SD: You do a lot of public science outreach. Why is that important to__ you?__

GG: I think the fundamental issue is that the best policy is based on good science. What’s interesting is, when I first came to UCSC — and I would say up until maybe the last 20 years — applied science and communicating science to the public were seen as soft science, that is, not “real” science. But that never really discouraged me.

I feel just the opposite: You can be a good scientist, you can be a good teacher, and you can still contribute important things to society and policy formation.

Although coastal science is his passion, Griggs loves all things outdoors. Here in the Cappadocia region of Turkey, he explains the origins of the fairy towers (shown behind him) eroded from volcanic ash deposits. Credit: courtesy of Gary Griggs.

SD: A lot of your writing focuses on the Monterey Bay area. Why is Monterey Bay so special to__ you?__

GG: I think the [National Marine] Sanctuary makes it special. The submarine canyon — one of the deepest canyons in the world — makes it special, as does the diversity of marine life, even though that’s not what I study firsthand. We’ve got whales and dolphins and sea otters and a diversity of marine birds. But I think it’s the whole sense of place that matters and makes this coast special to me.

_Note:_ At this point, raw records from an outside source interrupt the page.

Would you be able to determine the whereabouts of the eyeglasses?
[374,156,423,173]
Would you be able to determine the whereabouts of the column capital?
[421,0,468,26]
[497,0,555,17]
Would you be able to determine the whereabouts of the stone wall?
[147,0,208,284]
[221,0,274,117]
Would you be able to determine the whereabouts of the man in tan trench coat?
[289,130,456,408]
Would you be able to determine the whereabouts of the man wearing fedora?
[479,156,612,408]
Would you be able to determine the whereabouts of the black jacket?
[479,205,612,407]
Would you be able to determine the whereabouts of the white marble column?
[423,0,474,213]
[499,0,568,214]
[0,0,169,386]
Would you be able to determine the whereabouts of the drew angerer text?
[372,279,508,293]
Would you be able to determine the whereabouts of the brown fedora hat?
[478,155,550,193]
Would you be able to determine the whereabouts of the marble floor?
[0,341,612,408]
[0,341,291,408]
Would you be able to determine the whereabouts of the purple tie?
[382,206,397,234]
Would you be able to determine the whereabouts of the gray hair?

Because there’s so much diversity between the ocean, the coastline and the Santa Cruz Mountains, we probably have more geologic hazards per square mile than any other county in the state, including coastal erosion, cities on flood plains, and hillsides with landslides and debris flows. And then at the inland edge of the county, we have the mother of them all, the San Andreas Fault.

A lot of the natural world is represented here, and it’s where I’ve spent 50 years of my life — I just find it a really exciting and interesting place to study and teach. There’s still a lot to understand, and also a unique environment that is important to preserve.